Tests génétiques: quelles conséquences pour la famille?

Copie d'écran de l'outil de calcul du score de confidentialité
Des chercheurs suisses ont développé un outil simple pour estimer l'impact des tests génétiques sur la confidentialité des données de ses proches.

L’an passé, 12 millions de personnes auraient eu recours à des sociétés privées, telles que 23andMe ou Ancestry, pour faire séquencer leur ADN afin d’avoir des informations sur leurs origines et/ou sur de potentiels marqueurs associés à des maladies. Et vous ? Avez-vous déjà songé à faire séquencer votre génome ? Si vous n’avez pas sauté le pas, c’est peut-être car vous craignez pour la sécurité de vos données personnelles. Une fois votre ADN livré au prestataire de service, que va-t-il en faire et à qui va-t-il céder ces précieuses informations ? Des doutes loin d’être infondés puisque la vente de données, à des laboratoires pharmaceutiques notamment, est de plus en plus fréquente, et légale, les clients y ayant généralement consenti en signant les conditions d’utilisation du service, même s'ils n'en sont pas toujours conscients.

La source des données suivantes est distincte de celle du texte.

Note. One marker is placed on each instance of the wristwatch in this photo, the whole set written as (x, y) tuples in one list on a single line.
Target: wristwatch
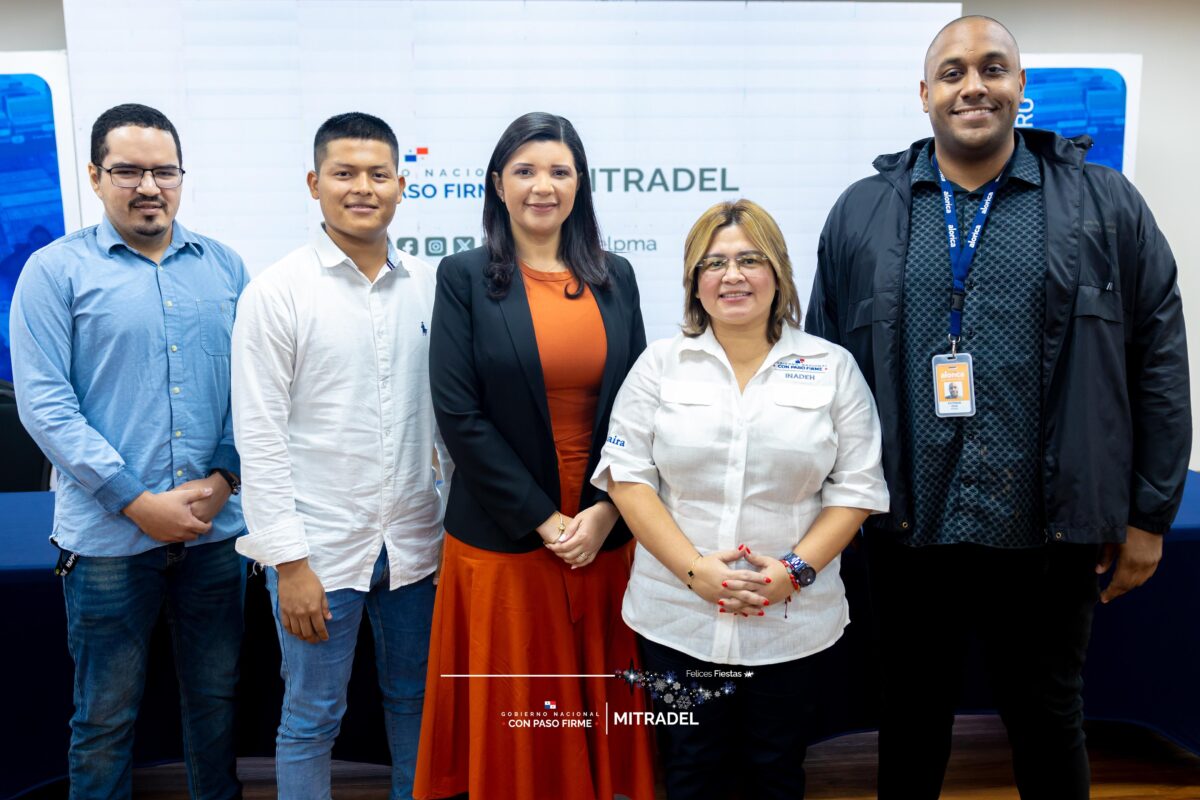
[(803, 575), (231, 479)]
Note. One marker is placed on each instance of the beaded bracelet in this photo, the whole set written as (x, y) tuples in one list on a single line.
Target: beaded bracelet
[(791, 573), (690, 573)]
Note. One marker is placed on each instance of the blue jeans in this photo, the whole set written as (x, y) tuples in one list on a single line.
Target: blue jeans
[(316, 678), (112, 608)]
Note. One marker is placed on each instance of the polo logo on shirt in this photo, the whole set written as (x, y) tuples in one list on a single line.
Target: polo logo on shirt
[(802, 370)]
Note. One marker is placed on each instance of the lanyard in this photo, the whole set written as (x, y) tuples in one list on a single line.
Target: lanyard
[(963, 248)]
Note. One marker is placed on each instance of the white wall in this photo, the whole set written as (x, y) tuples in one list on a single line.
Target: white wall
[(1167, 32)]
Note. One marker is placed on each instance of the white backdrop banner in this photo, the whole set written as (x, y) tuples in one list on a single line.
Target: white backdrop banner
[(679, 104)]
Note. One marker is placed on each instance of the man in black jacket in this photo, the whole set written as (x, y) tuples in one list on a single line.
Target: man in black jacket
[(999, 262)]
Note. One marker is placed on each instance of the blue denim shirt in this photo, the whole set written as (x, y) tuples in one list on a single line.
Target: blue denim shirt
[(121, 368)]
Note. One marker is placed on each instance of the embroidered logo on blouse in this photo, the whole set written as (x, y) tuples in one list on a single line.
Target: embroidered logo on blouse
[(803, 371)]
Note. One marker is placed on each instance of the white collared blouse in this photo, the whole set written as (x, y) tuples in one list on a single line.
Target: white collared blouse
[(334, 420), (743, 468)]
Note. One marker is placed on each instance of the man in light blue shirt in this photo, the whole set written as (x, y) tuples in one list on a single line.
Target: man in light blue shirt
[(120, 343)]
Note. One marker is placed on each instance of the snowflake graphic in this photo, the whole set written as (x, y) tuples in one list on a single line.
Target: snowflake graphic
[(670, 690)]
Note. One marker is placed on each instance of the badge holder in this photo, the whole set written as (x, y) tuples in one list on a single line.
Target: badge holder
[(954, 383)]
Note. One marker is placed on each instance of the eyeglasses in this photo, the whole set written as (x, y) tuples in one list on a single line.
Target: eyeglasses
[(124, 176), (745, 263)]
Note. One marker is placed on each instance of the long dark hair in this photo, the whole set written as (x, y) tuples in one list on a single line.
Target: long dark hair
[(580, 244)]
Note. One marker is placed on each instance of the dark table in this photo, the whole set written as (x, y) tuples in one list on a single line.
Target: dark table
[(1143, 665)]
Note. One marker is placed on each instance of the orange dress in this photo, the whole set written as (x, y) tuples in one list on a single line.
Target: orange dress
[(549, 637)]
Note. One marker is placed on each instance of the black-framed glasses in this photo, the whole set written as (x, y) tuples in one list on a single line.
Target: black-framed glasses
[(126, 176), (745, 263)]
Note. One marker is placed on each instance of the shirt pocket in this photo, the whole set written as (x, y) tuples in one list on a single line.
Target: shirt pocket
[(216, 325), (804, 414), (689, 414)]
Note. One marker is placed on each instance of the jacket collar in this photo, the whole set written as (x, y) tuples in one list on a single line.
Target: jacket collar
[(1045, 145), (1023, 167)]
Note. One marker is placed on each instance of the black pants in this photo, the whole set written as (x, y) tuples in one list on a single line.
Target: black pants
[(748, 744), (1032, 612)]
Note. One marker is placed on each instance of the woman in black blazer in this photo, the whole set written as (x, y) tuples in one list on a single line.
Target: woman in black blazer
[(532, 336)]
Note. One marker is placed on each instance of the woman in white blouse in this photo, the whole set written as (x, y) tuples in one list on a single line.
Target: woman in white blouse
[(744, 455)]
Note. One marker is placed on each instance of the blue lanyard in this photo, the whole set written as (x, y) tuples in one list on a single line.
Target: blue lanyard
[(963, 248)]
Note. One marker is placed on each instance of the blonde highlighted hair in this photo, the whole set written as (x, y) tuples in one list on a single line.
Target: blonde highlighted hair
[(765, 234)]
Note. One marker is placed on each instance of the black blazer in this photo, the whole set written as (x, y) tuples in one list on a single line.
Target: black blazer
[(490, 401)]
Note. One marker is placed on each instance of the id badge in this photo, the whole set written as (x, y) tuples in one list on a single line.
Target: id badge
[(953, 385)]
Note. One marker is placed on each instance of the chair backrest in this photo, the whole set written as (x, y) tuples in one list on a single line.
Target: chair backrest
[(23, 468)]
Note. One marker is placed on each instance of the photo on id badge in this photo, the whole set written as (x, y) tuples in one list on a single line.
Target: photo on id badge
[(953, 385)]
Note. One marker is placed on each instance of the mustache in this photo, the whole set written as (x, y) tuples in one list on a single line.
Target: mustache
[(143, 200)]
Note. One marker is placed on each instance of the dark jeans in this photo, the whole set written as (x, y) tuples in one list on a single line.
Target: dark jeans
[(1032, 613), (112, 607), (749, 744)]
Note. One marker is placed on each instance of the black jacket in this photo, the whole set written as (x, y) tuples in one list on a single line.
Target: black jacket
[(490, 402), (1116, 422)]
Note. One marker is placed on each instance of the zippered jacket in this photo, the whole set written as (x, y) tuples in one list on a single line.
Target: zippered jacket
[(1116, 420)]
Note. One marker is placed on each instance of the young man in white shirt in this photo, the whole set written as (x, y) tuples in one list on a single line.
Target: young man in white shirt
[(335, 426)]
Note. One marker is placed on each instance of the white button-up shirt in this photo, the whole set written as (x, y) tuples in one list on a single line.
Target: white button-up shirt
[(743, 468), (333, 416)]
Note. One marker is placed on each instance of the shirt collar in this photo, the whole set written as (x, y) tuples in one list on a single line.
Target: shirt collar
[(1024, 166), (792, 342), (180, 236), (329, 254)]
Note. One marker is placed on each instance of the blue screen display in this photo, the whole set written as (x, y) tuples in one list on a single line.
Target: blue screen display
[(30, 193), (1079, 100)]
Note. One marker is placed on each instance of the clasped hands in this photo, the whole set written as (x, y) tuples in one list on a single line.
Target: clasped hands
[(741, 591), (579, 539), (181, 513)]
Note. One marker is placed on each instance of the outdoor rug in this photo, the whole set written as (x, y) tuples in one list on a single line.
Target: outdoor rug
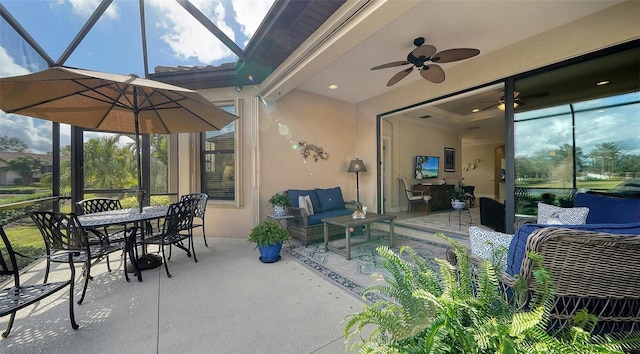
[(451, 223), (364, 268)]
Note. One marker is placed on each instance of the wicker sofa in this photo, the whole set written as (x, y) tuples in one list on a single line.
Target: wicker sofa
[(326, 203), (591, 270), (607, 214)]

Estimer les risques colatéraux

Et pourtant, malgré vos précautions, il n’est pas impossible que des informations sur votre patrimoine génétique finissent par être accessibles à des tiers. Il suffit pour cela que certains de vos apparentés aient fait analyser leur génome. Dans le cadre d’un projet soutenu par l’initiative Santé PerSo, des scientifiques de la HEC Lausanne, du Swiss Data Science Center, de la HES-SO Valais-Wallis et d'UniSanté ont développé un nouvel outil en ligne permettant d’estimer la confidentialité génomique au sein d’une famille, quand certains membres ont eu recours à des analyses génétiques.

« Lorsqu’un individu fait séquencer son génome et le communique à un tiers (une assurance ou le service de séquençage lui-même), il met en danger non seulement la confidentialité de son génome et donc sa vie privée, mais aussi celle de tous les membres de sa famille », soulignent les scientifiques dans un communiqué.

L’outil qui se veut simple d’utilisation et ludique propose de construire son arbre généalogique en indiquant quels membres de la famille ont fait séquencer leur génome. Dans le cas d’un parent, dont les deux enfants auraient eu recours à un service d’analyse génétique, le score de confidentialité tombe à 71%, ce qui signifie que 29% de son information génomique peut être déduite du génome des membres de sa famille séquencés. Décider de faire analyser son génome est un compromis entre les bénéfices et le désir de protéger sa vie privée et celles de ses proches. Cet outil devrait donc permettre à ceux qui désirent se faire séquencer et partager ses données génétiques de faire un choix plus éclairé en étant informé quant aux risques encourus.